During the panel, Oliver Coppard, the Mayor of South Yorkshire and the first mayor to chair an integrated care partnership, said: “We know exactly why we should be doing more healthcare in communities.”

Coppard believes that greater devolution is needed in order to improve local health outcomes.

“How else can we get that control, that is responsive to local need, back into the system?” he questioned.

There should be a “minimum floor” that all areas should have, paired with devolution that allows specific local needs to be addressed, Coppard believes.

Sampson noted that the conversation needs to be around “negotiating where those minimum lines are.”

“Everybody accepts that it is right for services to be modulated to deal with local need,” Sampson said.

“Equally, we all accept that there are certain minimum things that should be provided nationally, particularly if we’re going to give people a health message about exactly where you go when you have got this type of condition.”

He emphasised: “There are minimum standards. What we’re talking about is negotiating exactly where those lines are.

“In optometry, there is a national approach in Wales and in Scotland that has been highly successful for years. It’s only in England where that’s not good enough, and we’ve got to do it locally. I don’t see it makes much sense.”

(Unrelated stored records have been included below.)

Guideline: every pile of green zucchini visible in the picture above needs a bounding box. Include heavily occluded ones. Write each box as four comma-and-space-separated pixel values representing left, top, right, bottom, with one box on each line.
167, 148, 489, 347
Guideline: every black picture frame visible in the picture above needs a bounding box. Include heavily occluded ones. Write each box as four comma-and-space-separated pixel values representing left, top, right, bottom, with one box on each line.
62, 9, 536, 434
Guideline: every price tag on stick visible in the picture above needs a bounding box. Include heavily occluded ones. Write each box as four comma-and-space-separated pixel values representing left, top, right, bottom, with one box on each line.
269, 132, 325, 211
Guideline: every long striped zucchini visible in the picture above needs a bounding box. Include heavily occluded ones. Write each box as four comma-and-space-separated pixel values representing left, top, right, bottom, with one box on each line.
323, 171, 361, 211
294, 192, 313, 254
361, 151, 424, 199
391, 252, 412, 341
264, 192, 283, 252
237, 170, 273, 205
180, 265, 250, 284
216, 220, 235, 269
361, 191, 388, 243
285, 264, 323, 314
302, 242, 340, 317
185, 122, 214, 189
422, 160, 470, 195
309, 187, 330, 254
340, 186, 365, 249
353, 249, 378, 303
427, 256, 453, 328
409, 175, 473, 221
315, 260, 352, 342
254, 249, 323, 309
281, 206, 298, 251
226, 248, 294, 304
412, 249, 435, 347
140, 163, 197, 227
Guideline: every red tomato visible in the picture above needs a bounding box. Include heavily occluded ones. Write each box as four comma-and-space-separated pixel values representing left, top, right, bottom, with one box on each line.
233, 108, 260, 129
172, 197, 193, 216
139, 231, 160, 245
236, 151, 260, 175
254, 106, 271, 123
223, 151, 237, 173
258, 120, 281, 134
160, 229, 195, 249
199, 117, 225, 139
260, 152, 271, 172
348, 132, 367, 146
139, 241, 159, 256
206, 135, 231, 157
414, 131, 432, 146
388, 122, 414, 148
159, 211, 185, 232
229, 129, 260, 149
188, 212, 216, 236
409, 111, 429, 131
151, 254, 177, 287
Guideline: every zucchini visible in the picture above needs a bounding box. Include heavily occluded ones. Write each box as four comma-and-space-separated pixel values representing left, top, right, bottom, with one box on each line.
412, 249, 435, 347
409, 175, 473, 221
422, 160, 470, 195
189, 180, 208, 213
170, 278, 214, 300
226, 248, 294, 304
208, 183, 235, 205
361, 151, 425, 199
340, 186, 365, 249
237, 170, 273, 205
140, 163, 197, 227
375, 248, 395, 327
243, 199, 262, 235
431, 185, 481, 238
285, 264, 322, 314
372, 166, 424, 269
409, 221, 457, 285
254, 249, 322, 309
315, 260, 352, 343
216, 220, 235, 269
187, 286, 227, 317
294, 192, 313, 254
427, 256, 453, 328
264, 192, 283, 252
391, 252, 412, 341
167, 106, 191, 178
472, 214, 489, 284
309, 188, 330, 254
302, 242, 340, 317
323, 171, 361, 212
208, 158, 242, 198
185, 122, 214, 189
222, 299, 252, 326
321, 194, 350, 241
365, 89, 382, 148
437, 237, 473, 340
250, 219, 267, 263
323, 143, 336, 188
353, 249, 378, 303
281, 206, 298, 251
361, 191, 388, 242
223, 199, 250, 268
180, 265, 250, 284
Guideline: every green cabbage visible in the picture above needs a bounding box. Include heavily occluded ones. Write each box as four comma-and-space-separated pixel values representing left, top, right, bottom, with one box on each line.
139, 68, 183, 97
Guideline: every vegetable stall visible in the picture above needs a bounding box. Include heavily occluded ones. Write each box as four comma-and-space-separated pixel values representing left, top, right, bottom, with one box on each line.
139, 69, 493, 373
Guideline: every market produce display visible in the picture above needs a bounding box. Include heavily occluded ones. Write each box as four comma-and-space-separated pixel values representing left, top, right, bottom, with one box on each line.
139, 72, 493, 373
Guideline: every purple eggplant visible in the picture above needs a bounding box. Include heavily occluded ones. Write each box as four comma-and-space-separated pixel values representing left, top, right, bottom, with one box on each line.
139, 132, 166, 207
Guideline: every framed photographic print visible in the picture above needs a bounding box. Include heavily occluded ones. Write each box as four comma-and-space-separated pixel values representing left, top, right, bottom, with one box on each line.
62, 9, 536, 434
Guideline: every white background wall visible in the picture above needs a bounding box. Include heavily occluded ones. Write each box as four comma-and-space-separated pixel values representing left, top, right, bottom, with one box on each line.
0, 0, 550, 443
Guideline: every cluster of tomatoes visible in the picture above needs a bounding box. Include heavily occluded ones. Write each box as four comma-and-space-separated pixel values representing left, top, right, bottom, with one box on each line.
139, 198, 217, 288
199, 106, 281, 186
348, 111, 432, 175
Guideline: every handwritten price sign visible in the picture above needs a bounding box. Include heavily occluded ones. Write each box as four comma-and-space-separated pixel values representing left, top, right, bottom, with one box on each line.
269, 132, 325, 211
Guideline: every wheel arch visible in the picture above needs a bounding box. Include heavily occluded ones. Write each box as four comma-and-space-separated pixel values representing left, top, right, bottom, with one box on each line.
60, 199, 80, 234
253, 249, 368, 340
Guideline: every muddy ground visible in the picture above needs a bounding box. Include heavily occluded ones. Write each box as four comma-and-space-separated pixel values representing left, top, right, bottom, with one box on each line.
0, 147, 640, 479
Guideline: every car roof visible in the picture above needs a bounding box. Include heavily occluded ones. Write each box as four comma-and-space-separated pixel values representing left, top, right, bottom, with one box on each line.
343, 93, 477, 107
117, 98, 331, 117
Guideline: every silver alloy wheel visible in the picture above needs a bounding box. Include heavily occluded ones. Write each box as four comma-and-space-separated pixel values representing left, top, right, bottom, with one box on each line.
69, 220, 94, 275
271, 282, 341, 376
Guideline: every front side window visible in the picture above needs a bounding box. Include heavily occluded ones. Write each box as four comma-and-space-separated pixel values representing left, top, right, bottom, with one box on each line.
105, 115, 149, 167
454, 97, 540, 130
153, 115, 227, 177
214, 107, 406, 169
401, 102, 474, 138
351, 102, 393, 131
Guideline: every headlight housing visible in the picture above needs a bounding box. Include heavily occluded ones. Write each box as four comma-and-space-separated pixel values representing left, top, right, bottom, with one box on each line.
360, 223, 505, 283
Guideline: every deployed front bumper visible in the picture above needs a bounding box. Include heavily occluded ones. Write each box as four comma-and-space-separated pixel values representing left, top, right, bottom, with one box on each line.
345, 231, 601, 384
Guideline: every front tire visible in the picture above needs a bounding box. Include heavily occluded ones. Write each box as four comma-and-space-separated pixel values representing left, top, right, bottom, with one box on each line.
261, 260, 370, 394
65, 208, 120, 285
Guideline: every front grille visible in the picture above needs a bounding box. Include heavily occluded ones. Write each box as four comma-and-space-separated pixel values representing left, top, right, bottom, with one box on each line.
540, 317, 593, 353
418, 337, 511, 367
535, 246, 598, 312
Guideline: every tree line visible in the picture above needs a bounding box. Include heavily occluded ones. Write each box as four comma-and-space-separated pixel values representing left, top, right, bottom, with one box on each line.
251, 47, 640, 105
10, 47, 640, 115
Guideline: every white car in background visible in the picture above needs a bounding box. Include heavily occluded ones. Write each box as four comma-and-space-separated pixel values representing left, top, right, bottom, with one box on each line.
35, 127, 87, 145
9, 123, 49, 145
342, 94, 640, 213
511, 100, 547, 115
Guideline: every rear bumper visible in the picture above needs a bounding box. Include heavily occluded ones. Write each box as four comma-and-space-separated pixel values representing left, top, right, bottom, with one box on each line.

Sampson added that the NHS was created in three years – and expressed his view that the Government should be being more ambitious than to aim for 10 years in its reform plans.

“The NHS was created on 5 July 1948 by a government that was not elected until the 5 July 1945,” Sampson said.

“One year to get a piece of legislation through Parliament; two years to face down the concerted opposition of the doctors, and find the money and the infrastructure in a post-war economy. They managed to create the thing in three years.”

He added: “Of course, there are bits that are going to take an awful long time to get right in the NHS, but actually there are bits that you can do quickly, and we should be being more ambitious than to aim for 10 years.”

Taylor also emphasised that further proof of concept is needed if the left shift – the move from hospital to community care – is to succeed.

“We need to think really imaginatively about how we can get proof of concept for the left shift and how we can start that engine up, because at the moment, if anything, we’re drifting slightly rightward rather than leftward,” he said.